While wrestling with eliminating some concurrency warnings, I noticed that if I mark a type as frozen, the warnings disappear. This is a bit confusing as the docs state:
When the compiler isn’t in library evolution mode, all structures and enumerations are implicitly frozen, and this attribute is ignored.
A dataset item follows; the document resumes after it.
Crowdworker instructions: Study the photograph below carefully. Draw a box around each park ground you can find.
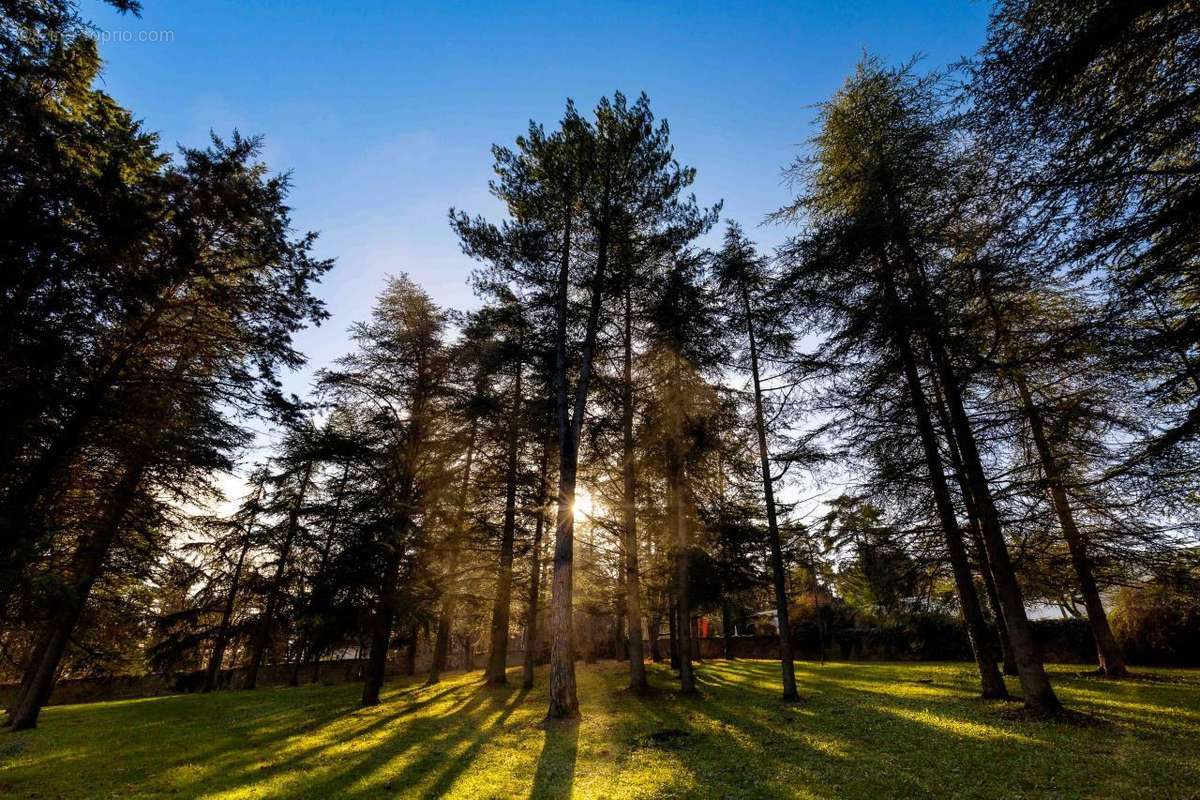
[1,659,1198,799]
The affected project is an iOS app which organises its code into modules using a local swift package, and, afaict, library evolution mode isn't on. (BUILD_LIBRARY_FOR_DISTRIBUTION
= No)
This can be reproduced with the following types and module hierarchy:
Module 1
import Module2
@MainActor final class Container {
let a1 = A1()
let a2 = A2()
deinit {
a1.cleanup() // This is fine.
a2.cleanup() // WARNING: Cannot access property 'a2' with a non-sendable type 'A2' from non-isolated deinit; this is an error in Swift 6
}
}
internal struct A1 {
internal init() {}
internal func cleanup() {}
}
Module 2
public struct A2 {
public init() {}
public func cleanup() {}
}
When A2
isn't annotated with @frozen
, a warning is raised in the deinit. However, when A2
is annotated with the @frozen
attribute, the warning disappears.
So are we safe to assume that the @frozen
attribute does have utility outside of library evolution? Or is it that the implicitly frozen status of non-evolution mode types isn't being picked up by the compiler?